Para o ex-ministro, a atitude de António Costa “é apenas covardia” e admite que o distanciamento em relação a António Costa lhe causou “algum sofrimento, mas isso foi há 10 anos, não agora”. “São águas passadas”, disse.
Segundo a acusação do Ministério Público (MP), Manuel Pinho, que foi ministro da Economia no Governo socialista de José Sócrates, terá sido indicado pelo ex-presidente do Banco Espírito Santo (BES), Ricardo Salgado, para interceder no executivo em benefício dos interesses de Salgado.
“Eu não tinha nenhum conhecimento com o Ricardo Salgado. A minha relação com o Manuel Pinho começou justamente quando o doutor António Costa me apresentou”, disse Sócrates.
Esta informação já tinha sido confirmada por Manuel Pinho, pelo menos, em 2018, numa entrevista dada ao Expresso. “Foi António Costa quem nos apresentou”, disse na altura o antigo ministro da Economia, acrescentando que conheceu José Sócrates depois de um jogo do Euro 2004, que aconteceu no Estádio da Luz.

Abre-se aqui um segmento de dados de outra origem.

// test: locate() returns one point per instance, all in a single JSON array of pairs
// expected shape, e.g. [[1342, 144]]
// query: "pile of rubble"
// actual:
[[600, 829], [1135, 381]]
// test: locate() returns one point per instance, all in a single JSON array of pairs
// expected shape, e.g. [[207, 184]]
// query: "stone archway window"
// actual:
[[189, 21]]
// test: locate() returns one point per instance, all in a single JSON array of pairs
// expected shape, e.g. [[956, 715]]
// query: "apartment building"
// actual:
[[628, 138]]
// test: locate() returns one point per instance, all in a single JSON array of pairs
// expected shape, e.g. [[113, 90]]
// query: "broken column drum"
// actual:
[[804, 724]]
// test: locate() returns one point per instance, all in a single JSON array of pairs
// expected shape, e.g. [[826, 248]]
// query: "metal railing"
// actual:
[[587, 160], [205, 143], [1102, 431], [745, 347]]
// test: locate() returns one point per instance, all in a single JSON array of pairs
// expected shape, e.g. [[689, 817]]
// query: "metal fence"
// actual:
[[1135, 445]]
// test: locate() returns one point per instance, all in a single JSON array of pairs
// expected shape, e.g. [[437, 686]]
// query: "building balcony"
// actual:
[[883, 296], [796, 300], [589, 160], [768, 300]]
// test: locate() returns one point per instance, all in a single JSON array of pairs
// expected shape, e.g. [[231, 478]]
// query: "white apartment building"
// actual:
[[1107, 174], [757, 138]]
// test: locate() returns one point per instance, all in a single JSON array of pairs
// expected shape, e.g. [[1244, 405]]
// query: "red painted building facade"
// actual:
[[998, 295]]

“Ele apresentou-me à saída José Sócrates”, acrescentou Manuel Pinho, que anos depois, em 2024, voltou a falar sobre o assunto durante o julgamento do caso EDP, em que era arguido juntamente com Ricardo Salgado e Alexandra Pinho, sua mulher.
Sobre a sessão de hoje, Sócrates disse sair do tribunal com “uma sensação de ‘déjà-vu’, de já ter visto este filme”, insistindo que já provou a sua inocência na fase de instrução e que o julgamento vai voltar a discutir tudo o que já foi discutido em três anos de instrução.

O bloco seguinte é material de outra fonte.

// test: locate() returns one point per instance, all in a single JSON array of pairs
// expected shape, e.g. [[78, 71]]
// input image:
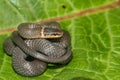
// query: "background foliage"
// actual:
[[95, 37]]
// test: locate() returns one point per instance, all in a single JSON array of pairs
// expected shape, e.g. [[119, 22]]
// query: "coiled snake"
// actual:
[[33, 46]]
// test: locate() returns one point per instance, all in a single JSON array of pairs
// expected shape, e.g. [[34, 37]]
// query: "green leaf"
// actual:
[[95, 37]]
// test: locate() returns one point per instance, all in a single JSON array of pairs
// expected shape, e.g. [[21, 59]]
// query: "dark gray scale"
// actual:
[[27, 67], [31, 53]]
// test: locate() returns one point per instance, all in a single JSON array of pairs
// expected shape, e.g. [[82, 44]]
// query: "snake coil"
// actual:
[[34, 46]]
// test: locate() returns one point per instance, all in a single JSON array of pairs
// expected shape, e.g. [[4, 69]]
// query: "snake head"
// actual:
[[51, 33]]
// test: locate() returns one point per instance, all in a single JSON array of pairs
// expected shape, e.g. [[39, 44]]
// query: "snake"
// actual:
[[33, 46]]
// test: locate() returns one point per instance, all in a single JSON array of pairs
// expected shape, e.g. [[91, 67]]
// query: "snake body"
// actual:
[[42, 43]]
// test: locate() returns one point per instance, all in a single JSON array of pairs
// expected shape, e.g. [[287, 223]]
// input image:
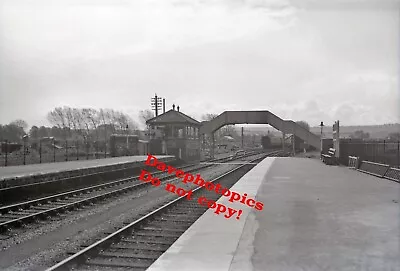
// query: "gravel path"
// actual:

José Sócrates argumentou que “há uma nulidade absoluta” neste julgamento, uma vez que o acórdão do Tribunal da Relação de Lisboa que sustenta a acusação em julgamento não pode legalmente ser encarado como um despacho de pronúncia.
“Não é. Isso é falso. (…) A Relação não pode pronunciar ninguém, nenhum cidadão, a não ser que seja procurador ou que seja juiz. Ora, eu não sou nem procurador, graças a Deus, nem juiz. E, portanto, não posso ser pronunciado pela Relação como elas [as juízas] pretendem. Isto é, as juízas estão aqui a manter um embuste”, disse Sócrates.
Tal como tinha feito à entrada, Sócrates afirmou que a acusação assenta na ideia de um “lapso de escrita” do MP, levando a uma alteração da qualificação dos crimes imputados apenas com o objetivo de manter a possibilidade de o levar a julgamento.
“Para quê? Para humilhar. Porque no fundo, no fundo, tudo isto tem um objetivo. O objetivo de todo este espetáculo é a humilhação”, disse.
Onze anos após a detenção de José Sócrates no aeroporto de Lisboa, arrancou hoje o julgamento da Operação Marquês, que leva a tribunal o ex-primeiro-ministro e mais 20 arguidos e conta com mais de 650 testemunhas.
Estão em causa 117 crimes, incluindo corrupção, branqueamento de capitais e fraude fiscal, pelos quais serão julgados os 21 arguidos neste processo. Para já, estão marcadas 53 sessões que se estendem até ao final deste ano, devendo no futuro ser feita a marcação das seguintes e, durante este julgamento serão ouvidas 225 testemunhas chamadas pelo Ministério Público e cerca de 20 chamadas pela defesa de cada um dos 21 arguidos.